Sum over various subsets of a tensor

This may have already been addressed, but I did some googling and couldn’t find a solution. I’d like to compute various sums from unequal sized subsets of a given tensor (or more precisely from a column vector) where the summing index boundaries are defined by a list (or tensor) and then to have the operation return a tensor of these sums (without using a for loop)

torch.split does almost exactly what I want but it returns a list, for example

a=torch.tensor([[1,2,3,4,5,6,7,8]])

print(torch.split(a,[2,2,4],dim=1))
returns the following lists
(tensor([[1, 2]]), tensor([[3, 4]]), tensor([[5, 6, 7, 8]]))

what I want is a tensor whose elements are the sums of those individual lists
i.e tensor([[3,7,26]]) .
Is it possible to do this in a vectorized way using torch operations? also I’d like to do the same thing but with a product over the subsets and return a tensor of the products.

Much thanks in advance!

4 Likes

I’m still looking for a better solution but if someone is having a similar problem, I sort of figured out how to do it with the help of ideas in the following link:

This isn’t the most efficient method because a lot of the terms in cumsum (and cumprod) are unnecessary, if someone finds a more efficient way to do this then please post here but the following seems to work at least for the summation: (NOTE: this has problems with cumprod, for example if the array is long then the cumulative product can blow up to INF or if there are any zeros in the array, then all subsequent products are zero)

PYTORCH SOLUTION

FOR THE SUM
a=torch.tensor([[1,2,3,4,5,6,7,8]])
b=a.cumsum(1) #cumulative sum over row
c=b.gather(1, torch.tensor([[1,3,7]])) #select relevant terms
d=torch.cat( (torch.tensor([[0]]), b.gather(1, torch.tensor([[1,3]]))),1) #select relevant terms
print(c,d,c-d)

returns

tensor([[ 3, 10, 36]]) tensor([[ 0, 3, 10]]) tensor([[ 3, 7, 26]])

FOR THE PRODUCT
a=torch.tensor([[1,2,3,4,5,6,7,8]])
b=a.cumprod(1) #cumulative sum over row
c=b.gather(1, torch.tensor([[1,3,7]])) #select relevant terms
d=torch.cat( (torch.tensor([[1]]), b.gather(1, torch.tensor([[1,3]]))),1) #select relevant terms
print(c,d,c/d)

returns
tensor([[ 2, 24, 40320]]) tensor([[ 1, 2, 24]]) tensor([[ 2, 12, 1680]])

NUMPY SOLUTION
a = np.array([[1,2,3,4,5,6,7,8]])
b=np.add.reduceat(a, [0,2,4], axis=1)
print(b,type(b),b.shape)

returns

[[ 3 7 26]] <class ‘numpy.ndarray’> (1, 3)

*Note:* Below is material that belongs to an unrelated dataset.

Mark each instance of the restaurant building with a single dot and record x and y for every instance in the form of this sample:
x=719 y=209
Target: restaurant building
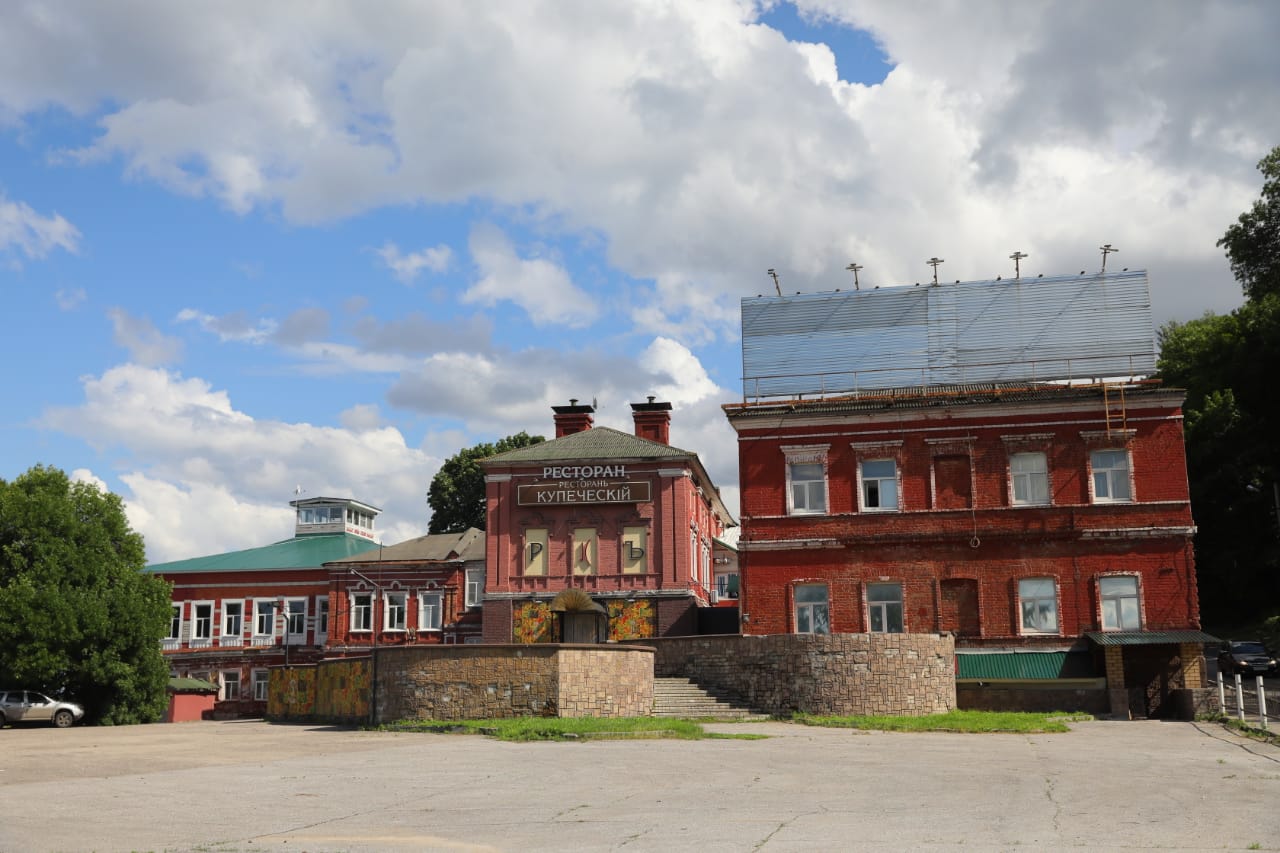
x=599 y=534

Thanks for the answer @James_Hickman!

I am also facing this problem right now, and am looking for a more efficient solution since I am dealing with large tensors.

Bumping this post in case anyone knows of a better solution now, because of the improvements in Pytorch over the last two years.

@Remorax Did you find a more efficient solution? I have the same problem.

Thank you.

Perhaps this is helpful.

Based on the solution of @James_Hickman :

a = torch.tensor([[1,2,3,4,5,6,7,8]])
b = a.cumsum(1)
c = b.gather(1, torch.tensor([[1,3,7]])) #select relevant terms
c = torch.cat([torch.zeros(1, 1), c], dim=-1) #start the sum with zeros
res = c.unsqueeze(2) - c.unsqueeze(1)
torch.diagonal(res, offset=-1, dim1=1, dim2=2)

returns

tensor([[ 3.,  7., 26.]])

The scatter_add function in the pytorch-scatter package seems to do exactly what you want. See Scatter Add — pytorch_scatter 1.3.0 documentation

1 Like

this is helpful to me. thank you very much!